In the Google Cloud Vision API, detect_text and document_text_detection serve distinct purposes for text recognition within images.

detect_text: This method is optimized for detecting and extracting printed text across a wide array of items, such as street signs, product labels, and informational panels.
document_text_detection: Tailored for more complex text extraction tasks, especially useful for documents or images dense with text. This method shines when dealing with structured documents or handwriting, as it not only detects text but also understands the layout and organization of the text, such as paragraphs and lines.

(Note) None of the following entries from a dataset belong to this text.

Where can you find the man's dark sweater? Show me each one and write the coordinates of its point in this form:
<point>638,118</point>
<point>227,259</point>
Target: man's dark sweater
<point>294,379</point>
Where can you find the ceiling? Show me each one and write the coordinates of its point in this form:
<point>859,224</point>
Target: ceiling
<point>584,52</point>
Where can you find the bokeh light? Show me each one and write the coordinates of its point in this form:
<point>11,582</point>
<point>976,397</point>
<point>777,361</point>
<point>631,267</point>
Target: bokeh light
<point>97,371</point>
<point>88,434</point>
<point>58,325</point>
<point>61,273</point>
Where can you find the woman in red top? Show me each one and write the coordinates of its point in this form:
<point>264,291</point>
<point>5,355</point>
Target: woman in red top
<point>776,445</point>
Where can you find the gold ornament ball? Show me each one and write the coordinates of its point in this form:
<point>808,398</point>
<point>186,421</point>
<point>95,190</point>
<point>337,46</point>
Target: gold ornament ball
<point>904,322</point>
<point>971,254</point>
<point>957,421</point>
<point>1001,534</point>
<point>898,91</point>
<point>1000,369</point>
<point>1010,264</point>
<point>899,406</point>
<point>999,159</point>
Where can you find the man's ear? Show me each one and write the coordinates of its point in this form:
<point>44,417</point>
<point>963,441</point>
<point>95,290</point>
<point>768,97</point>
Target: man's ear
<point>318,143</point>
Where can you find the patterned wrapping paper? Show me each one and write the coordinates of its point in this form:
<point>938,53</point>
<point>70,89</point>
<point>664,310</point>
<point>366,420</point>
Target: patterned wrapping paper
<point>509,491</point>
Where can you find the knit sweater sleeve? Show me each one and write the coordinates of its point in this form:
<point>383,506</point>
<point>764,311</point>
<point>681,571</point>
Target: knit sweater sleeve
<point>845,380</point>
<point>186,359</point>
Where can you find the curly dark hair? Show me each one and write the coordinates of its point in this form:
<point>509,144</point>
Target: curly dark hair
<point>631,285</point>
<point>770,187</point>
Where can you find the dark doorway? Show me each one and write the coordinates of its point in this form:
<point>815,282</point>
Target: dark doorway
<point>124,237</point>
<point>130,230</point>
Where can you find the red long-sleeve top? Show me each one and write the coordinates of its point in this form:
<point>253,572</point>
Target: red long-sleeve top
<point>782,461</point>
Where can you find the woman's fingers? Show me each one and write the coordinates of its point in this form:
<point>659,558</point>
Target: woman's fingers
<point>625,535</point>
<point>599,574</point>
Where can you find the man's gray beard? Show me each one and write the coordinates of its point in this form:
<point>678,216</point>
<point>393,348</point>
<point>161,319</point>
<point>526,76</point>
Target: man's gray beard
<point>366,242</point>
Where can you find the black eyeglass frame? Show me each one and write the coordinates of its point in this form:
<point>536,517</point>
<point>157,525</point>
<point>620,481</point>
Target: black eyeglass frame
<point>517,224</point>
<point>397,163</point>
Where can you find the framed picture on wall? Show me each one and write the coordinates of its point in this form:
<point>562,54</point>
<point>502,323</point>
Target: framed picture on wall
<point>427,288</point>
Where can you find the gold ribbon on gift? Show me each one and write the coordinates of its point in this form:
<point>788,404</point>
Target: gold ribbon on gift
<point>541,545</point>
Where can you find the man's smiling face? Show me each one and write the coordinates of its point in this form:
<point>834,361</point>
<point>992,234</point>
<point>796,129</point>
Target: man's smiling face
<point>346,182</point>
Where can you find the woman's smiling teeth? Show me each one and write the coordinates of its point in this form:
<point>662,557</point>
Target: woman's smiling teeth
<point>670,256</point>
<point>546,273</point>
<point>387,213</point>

In essence, use detect_text for straightforward, scene-based text recognition, and opt for document_text_detection when dealing with documents, structured text, or handwriting.

def detect_handwriting(path):
    """Detects handwriting in the file."""
    client = vision.ImageAnnotatorClient()

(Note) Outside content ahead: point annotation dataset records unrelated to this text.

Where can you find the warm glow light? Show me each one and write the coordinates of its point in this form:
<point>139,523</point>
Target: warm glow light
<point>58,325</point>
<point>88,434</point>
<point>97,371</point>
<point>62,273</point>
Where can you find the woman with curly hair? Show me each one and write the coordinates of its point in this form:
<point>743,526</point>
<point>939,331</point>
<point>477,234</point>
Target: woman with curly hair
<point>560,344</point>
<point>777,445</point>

    with open(path, 'rb') as image_file:
        content = image_file.read()

    image = vision.Image(content=content)
    response = client.document_text_detection(image=image)  # Use document_text_detection for handwriting
    texts = response.text_annotations

    print('Detected Text:')

    for text in texts:
        print('\n"{}"'.format(text.description))
        
        # Optional: print the bounds of the detected text
        vertices = ['({},{})'.format(vertex.x, vertex.y) for vertex in text.bounding_poly.vertices]
        print('Bounds: {}'.format(','.join(vertices)))

    if response.error.message:
        raise Exception('{}\nFor more info on error messages, check: https://cloud.google.com/apis/design/errors'.format(response.error.message))

# Replace 'PATH_TO_YOUR_IMAGE' with the path to your image file.
detect_handwriting('PATH_TO_YOUR_IMAGE')

Example for handwriting:

Input:

Output:

Detected Text:

"My mother, Jancy Adkulty, always
told her daughters, "Done marry
him until you see how he treats
we
we're allowed to mistreat is the
measure of who we all.
ме
Caming somellyy
#handwritingsday #moleskine"

Conclusion

You’ve just learned how to use the Google Cloud Vision API to detect text in images using Python in a Colab notebook. This process can be incredibly useful for a wide range of applications, from data processing to content analysis.

Remember to review the pricing details of the Vision API, as charges may apply depending on your usage.

Happy coding, and I look forward to seeing what you build with this powerful tool!